In a past life I spent a load of time managing operational changes at companies with a lot of software and a lot of humans both experiencing and managing that change. I suspect however that that won’t look the same 10 years from now.
For example, let’s use an operational change in scanning bananas at a grocery store as a toy example:
In order to do this, the company decides it needs to shift banana tracking to a dedicated inventory system which will then sync to the main inventory system. In addition, associates will need retraining and new software to count singles, procurement will need to be changed for the new supplier, and the stores will need new inventory accuracy measurements to assure quality. But if it works, thousands of bananas will find a home so it’s obviously worth it.
This example might seem ludicrous, but I’ve seen very similar ones take months and months of eng work to then get close to launching, only to then experience delays because of a missed requirement like realising too late that the procurement system has to be able to place orders for both singles AND bunches of bananas at the same time, while still tracking a total banana count for accounting. On top of that, teams would be commissioned to create the solution evaluation, find the failure modes, engineer solutions, train associates, and then monitor performance.
Indeed, identifying risks in projects like these often requires figuring out what the fundamental differences in operations were first so you could plan for, manage, and communicate them – these were almost always double-edged swords where the operational reason the new software would be painful for the organisation to use was also the business reason that you were switching to it (e.g. selling single bananas is better for consumers but managing it is a pain).
Ideally, you’d want to ask questions like “which tasks won’t succeed”, “simulate where a given set of test cases fail and suggest what to do about it”. Unfortunately, the work involved in setting up the test cases meant the tests got done at the very end, and resulted in timelines getting pushed back for launcnhing the new software.
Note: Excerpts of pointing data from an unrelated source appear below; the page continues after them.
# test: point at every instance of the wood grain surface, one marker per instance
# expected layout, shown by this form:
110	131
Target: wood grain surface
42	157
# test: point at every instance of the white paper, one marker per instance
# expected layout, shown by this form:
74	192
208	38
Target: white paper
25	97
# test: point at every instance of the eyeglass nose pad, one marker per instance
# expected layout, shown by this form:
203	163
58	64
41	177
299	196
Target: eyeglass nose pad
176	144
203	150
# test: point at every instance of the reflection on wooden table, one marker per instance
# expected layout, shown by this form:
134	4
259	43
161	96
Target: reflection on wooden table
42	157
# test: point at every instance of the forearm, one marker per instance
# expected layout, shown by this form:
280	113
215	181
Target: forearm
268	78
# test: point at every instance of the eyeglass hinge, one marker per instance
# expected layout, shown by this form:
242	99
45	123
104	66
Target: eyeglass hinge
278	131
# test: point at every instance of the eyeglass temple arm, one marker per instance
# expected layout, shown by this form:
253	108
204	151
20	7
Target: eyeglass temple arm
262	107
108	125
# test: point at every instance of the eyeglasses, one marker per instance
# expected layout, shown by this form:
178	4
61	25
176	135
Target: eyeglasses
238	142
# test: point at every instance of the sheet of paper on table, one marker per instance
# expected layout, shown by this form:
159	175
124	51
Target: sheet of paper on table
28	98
Building on #1 and #2 though, smart AIs, trained in how their companies operate, could run one-off simulations (re: integration tests) of the complex processes of those companies to find the failure points. While I think we’ve already priced in that AIs today can write the technical integration themselves, I’m more interested in the fact that they could also do the process integration: find the risks, making the important decisions, and writing the comms for the organisation.
In modern tech cos, there’s often an army of smart folks deployed to do this who could immediately go help make changes somewhere else. While changing processes constantly is in itself a defect (how many times have you changed the to do list software you use, only to get the same amount done), organisations tend to bias toward too much friction and too little ability to change. Excitingly, I suspect that perhaps we get to nimbler organisations, or smaller teams that can use AIs to bootstrap a lot of touchpoints that each end up costing money, or someone’s time.